Brake bands work much like drum brakes, with a piston squeezing the band around a drum. The harder the piston pushes, the more braking power is applied.
#7 – Oil Pan
Just like your engine has an oil pan on the bottom, so does your transmission. It does exactly what you think it would; it holds the excess transmission fluid (oil) for the oil pump to pull from when needed. It typically has a transmission fluid filter attached, either internally or externally.
It’s one of the most basic components of your transmission, but it’s also one of the components most likely to need repairs. The gaskets around the oil pan often leak transmission fluid and need to be replaced.
#8 – Valve Body
Your engine has an ECU, and your automatic transmission has a valve body. This component directs all the pressure from the oil pump to all of your transmission components to get the desired results.
From the torque converter to the clutch packs, nothing gets transmission fluid without the valve body telling it where to go.
In an automatic transmission, it’s controlled by sensors, which work directly with the transmission control module (TCM) to control where all the fluids are sent.
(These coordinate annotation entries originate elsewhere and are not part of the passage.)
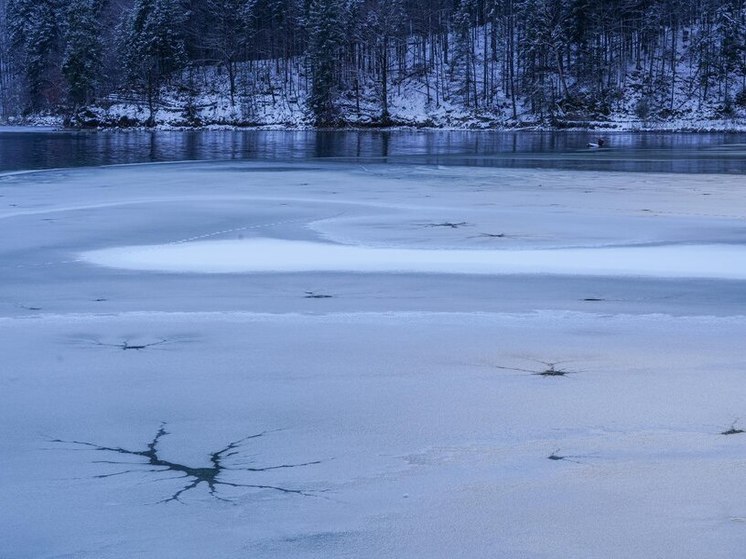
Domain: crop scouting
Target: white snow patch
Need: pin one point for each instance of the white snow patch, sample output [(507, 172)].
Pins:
[(276, 255)]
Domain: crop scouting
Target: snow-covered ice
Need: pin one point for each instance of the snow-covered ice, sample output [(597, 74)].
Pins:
[(364, 379)]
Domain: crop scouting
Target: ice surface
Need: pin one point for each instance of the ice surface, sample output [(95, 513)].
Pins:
[(382, 413)]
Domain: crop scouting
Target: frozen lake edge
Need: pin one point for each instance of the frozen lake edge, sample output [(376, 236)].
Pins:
[(417, 424)]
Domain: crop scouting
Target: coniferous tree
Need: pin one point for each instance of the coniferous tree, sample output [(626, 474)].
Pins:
[(154, 45), (35, 36), (81, 63), (326, 24)]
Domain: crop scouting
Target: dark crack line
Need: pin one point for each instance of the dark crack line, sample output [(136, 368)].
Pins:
[(550, 371), (196, 475)]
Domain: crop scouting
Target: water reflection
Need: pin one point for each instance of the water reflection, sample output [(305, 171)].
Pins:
[(665, 152)]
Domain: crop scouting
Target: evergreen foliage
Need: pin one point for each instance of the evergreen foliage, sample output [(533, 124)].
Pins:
[(552, 61)]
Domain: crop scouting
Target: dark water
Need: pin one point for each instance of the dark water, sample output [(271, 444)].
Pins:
[(663, 152)]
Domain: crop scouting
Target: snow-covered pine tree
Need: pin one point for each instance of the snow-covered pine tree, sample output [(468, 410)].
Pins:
[(35, 36), (325, 24), (153, 46), (81, 62), (385, 24), (229, 33)]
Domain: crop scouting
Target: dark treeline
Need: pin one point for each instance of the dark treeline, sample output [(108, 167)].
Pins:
[(543, 60)]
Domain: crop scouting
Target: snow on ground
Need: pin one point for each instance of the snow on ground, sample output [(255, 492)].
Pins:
[(379, 412)]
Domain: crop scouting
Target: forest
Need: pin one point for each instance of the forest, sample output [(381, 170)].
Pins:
[(372, 62)]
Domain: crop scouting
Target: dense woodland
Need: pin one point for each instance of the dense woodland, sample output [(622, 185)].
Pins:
[(357, 61)]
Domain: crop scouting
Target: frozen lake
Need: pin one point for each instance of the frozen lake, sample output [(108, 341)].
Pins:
[(350, 358)]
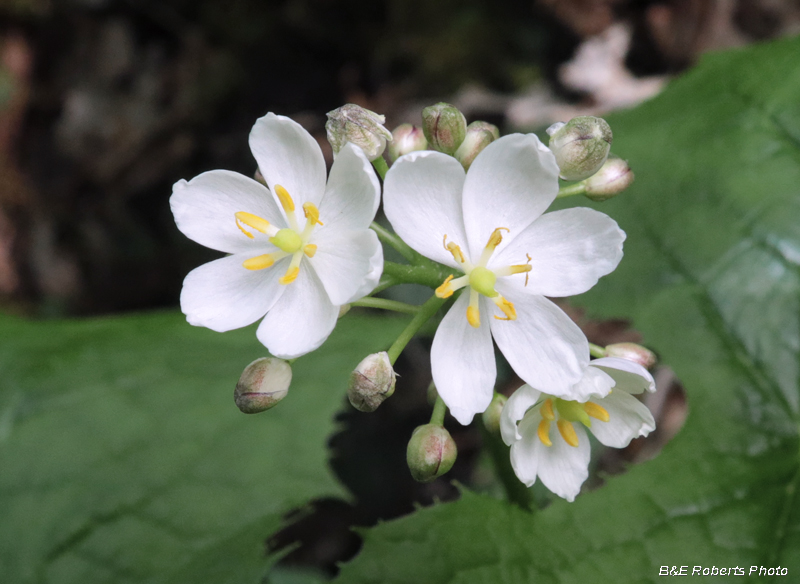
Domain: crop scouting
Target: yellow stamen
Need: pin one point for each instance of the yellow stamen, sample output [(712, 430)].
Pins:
[(259, 262), (567, 431), (312, 213), (253, 221), (597, 412), (547, 410), (544, 432), (285, 198), (445, 290), (507, 308), (290, 276)]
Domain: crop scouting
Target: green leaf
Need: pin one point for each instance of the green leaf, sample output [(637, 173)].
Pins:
[(124, 459), (711, 277)]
It’s a complicated component, but it’s the most important one in your transmission.
See Also: ECU vs ECM vs PCM vs TCM
How an Automatic Transmission Works
Just because you have a basic understanding of all the parts of an automatic transmission doesn’t mean that you know how it works from start to finish. That’s completely normal.
Transmissions are complicated and technical components unless someone’s walked you through their inner workings; it’s hard to piece it all together. From the moment you put your car in drive, your transmission gets to work.
The first thing that happens is that your valve body receives a signal from the TCM telling it that it wants to move – and in first gear. The valve body then directs the correct amount of transmission fluid to your torque converter and clutch packs to put everything into motion.
Related: What Transmission Do I Have?
Of course, to do this, your oil pump has to kick on, taking fluid from the transmission oil pan and pushing them to the valve body, which directs it to the necessary components. Your planetary gear set then locks the ring gear, 1st gear, and gets everything into motion by delivering power to the output shaft.
At this point, your transmission hasn’t used the brake band. It won’t get used until you get past 1st gear, and it’s trying to shift as smoothly as possible. When it’s going to shift gears, your valve body directs fluid away from the torque converter, allowing your transmission to engage the correct planetary gear without a ton of force causing things to snap.
If it’s necessary, your brake band will then kick on when your torque converter reengages, allowing everything to get up to speed smoothly. It works the same way as your transmission shifts to a lower gear; the valve body just sends a different signal.